Tricia: Without a lot of action in the story, vivid description became particularly important. I tried to describe the scene as if from a child’s point of view, with all the wonder that it encompassed. Since the story was so much about the perogies, I wanted the process of making them to come to life, evoking a special time and place. I used other details about the house and the past to create a sense of nostalgia, something I felt while writing.

WOW: (smiles) That sense of nostalgia comes across. Let's talk about the writing process. What's your writing routine like?

Tricia: It’s irregular, at best. When I have a writing project on the go, I tend to set aside writing time each day. My mantra is “an hour a day for writing”. However, when life gets busy, or I’ve just finished a piece, I tend to slow down a bit. Sometimes, it’s just a few hours of writing on a day off, once a week.

WOW: Great mantra! Even experienced writers need to be reminded of that. It's difficult to always make time to write, and you are a busy woman. How do you balance working in the medical field with family and writing time?

Tricia: First off, family comes first! Balance in life is difficult and I’m always busy, but I try not to use that as an excuse. Although finding time to write has been a challenge, I feel such a sense of accomplishment and pleasure in crafting and completing a story that it’s so worth it. It’s only been a year since I’ve taken up writing again, and reconnecting with the creative part of myself has been a great journey.

WOW: Good for you! Keep on the "write" path! Due to study and work, you weren't able to express your creativity. Why is it important for people to stay connected to their creative voice?

Tricia: So many parts of my life are enriching. Both work and parenting challenge me in different ways, but as I begin to have a bit more spare time, life is quiet enough to allow me to reflect on my experiences. Beginning with a blank page and ending up with a finished story that is meaningful to me is very satisfying. It challenges me in different ways than studying and working. I’m sure that the importance of creativity is different for each one of us.

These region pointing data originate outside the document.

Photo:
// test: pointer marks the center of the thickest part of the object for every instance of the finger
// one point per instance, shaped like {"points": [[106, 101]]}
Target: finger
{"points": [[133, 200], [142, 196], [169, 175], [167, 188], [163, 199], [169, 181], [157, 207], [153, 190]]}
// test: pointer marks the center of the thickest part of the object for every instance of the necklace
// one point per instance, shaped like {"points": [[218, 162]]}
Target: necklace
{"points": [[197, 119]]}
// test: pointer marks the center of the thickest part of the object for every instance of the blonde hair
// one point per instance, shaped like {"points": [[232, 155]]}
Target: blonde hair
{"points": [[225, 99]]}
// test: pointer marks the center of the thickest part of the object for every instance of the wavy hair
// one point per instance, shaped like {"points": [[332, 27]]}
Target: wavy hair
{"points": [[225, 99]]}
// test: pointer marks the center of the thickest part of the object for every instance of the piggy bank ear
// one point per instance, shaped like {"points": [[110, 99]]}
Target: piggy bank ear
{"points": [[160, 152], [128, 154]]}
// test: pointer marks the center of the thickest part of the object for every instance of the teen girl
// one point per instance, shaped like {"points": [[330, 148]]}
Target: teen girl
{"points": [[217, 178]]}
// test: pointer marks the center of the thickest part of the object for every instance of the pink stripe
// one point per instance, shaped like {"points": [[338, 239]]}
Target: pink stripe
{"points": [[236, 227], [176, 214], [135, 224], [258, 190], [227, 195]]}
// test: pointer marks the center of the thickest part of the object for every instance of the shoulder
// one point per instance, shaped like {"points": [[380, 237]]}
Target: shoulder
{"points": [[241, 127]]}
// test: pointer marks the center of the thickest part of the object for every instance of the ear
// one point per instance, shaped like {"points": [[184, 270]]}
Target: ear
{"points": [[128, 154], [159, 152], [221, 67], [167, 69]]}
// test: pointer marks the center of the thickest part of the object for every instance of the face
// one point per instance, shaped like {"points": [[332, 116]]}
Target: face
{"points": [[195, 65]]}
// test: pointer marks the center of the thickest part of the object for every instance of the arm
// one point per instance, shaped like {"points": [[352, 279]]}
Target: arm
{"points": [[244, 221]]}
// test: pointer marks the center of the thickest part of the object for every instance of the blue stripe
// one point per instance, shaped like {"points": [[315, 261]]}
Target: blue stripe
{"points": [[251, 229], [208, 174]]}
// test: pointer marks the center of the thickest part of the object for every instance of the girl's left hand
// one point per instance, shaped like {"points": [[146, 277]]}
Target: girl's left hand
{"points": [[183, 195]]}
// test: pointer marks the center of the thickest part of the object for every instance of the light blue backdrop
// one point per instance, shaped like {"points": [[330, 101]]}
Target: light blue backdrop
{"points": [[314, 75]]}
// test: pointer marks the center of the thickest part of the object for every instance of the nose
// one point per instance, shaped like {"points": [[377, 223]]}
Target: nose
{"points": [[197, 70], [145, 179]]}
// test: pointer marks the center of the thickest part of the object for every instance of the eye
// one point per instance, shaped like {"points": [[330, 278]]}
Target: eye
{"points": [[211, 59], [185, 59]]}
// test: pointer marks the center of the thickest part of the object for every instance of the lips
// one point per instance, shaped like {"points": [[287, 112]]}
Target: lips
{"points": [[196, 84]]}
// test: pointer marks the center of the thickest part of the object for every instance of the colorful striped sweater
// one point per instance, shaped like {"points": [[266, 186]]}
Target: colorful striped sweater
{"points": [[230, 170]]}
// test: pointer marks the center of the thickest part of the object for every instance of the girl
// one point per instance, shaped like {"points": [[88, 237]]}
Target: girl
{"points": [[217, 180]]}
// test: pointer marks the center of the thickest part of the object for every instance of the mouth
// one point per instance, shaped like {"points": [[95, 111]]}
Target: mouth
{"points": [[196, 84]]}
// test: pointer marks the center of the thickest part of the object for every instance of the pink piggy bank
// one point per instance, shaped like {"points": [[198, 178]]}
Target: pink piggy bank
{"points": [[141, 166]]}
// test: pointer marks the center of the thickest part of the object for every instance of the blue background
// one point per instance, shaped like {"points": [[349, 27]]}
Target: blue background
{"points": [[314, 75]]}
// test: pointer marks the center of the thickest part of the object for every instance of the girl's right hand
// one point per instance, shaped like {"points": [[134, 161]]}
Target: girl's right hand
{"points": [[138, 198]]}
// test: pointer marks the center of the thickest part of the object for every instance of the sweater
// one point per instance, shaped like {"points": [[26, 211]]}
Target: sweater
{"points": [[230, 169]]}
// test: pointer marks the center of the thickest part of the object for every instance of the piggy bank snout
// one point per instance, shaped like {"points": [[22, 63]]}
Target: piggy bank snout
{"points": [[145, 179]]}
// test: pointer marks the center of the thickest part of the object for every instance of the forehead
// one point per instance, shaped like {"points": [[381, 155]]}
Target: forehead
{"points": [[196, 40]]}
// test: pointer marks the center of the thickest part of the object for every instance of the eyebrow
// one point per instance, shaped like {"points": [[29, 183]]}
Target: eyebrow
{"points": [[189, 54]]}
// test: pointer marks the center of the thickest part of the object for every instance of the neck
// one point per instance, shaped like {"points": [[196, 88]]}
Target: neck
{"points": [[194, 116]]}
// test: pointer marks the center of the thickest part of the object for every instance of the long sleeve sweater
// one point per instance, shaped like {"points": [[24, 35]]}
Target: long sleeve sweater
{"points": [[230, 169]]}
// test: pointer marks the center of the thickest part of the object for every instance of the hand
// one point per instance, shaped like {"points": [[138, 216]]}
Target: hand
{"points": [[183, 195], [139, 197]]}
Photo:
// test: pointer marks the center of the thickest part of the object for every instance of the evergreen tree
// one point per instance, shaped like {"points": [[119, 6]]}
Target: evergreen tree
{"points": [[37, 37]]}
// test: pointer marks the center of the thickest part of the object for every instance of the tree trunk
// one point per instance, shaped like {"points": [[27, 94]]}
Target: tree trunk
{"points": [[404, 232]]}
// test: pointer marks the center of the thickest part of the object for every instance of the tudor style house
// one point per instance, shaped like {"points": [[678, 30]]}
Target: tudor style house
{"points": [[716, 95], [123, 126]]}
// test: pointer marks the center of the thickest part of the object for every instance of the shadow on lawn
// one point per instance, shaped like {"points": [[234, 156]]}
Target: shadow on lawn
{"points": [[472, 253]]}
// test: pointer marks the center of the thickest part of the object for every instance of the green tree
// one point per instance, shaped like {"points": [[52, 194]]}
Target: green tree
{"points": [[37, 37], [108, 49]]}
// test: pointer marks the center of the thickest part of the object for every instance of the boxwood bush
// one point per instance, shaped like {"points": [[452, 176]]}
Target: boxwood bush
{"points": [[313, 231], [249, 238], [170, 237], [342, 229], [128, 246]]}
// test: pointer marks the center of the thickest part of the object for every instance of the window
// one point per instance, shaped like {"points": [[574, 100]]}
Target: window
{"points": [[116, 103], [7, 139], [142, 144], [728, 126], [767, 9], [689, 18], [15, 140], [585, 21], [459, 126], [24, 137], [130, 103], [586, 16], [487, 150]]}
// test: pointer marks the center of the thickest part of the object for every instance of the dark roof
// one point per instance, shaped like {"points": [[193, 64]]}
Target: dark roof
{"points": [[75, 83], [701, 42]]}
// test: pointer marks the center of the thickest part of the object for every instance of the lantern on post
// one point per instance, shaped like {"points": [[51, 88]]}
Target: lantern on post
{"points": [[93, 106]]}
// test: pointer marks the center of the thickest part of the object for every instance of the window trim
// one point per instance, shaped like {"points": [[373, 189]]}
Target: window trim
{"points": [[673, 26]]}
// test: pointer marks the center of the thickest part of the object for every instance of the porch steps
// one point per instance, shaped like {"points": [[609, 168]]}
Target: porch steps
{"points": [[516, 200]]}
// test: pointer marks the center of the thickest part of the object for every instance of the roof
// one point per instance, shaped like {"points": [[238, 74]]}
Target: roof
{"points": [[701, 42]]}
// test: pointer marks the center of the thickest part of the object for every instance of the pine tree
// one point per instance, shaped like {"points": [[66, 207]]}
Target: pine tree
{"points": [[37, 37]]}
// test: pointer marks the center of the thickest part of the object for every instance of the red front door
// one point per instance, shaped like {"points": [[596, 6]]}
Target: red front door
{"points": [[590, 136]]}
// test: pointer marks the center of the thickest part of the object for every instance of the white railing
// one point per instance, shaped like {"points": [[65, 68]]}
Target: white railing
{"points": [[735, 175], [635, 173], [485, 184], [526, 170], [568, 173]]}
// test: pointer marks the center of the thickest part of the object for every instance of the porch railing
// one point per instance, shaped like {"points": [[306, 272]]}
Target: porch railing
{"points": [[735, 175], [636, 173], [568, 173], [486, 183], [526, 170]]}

WOW: That's so true. It depends on what our interests are. What types of writing do you prefer? Has any of your work been published elsewhere?

Tricia: I’m still exploring different types of writing, and it’s a fun process. I like to write flash fiction and longer short stories, taking my inspiration not only from life events, but also from interesting contest prompts. At the moment, I’m having fun rediscovering language, playing with phrases and description. I’ve never used my thesaurus so much! I’ve not been published yet, but here’s hoping…

WOW: We'll keep our fingers crossed for you! What projects are you currently working on?

More short fiction. I’ve got lots of ideas in my head waiting to be written down, and the difficulty is which one to tackle first. As for the future, who knows? I’m enjoying the journey right now.

WOW: And enjoying the journey is so important for a writer. Good luck with your endeavors. What advice would you offer to fellow writers?

Tricia: Taking up writing again has shown me that it’s never too late to start something new. I hope that these contest events inspire more women on their own pathways to creativity.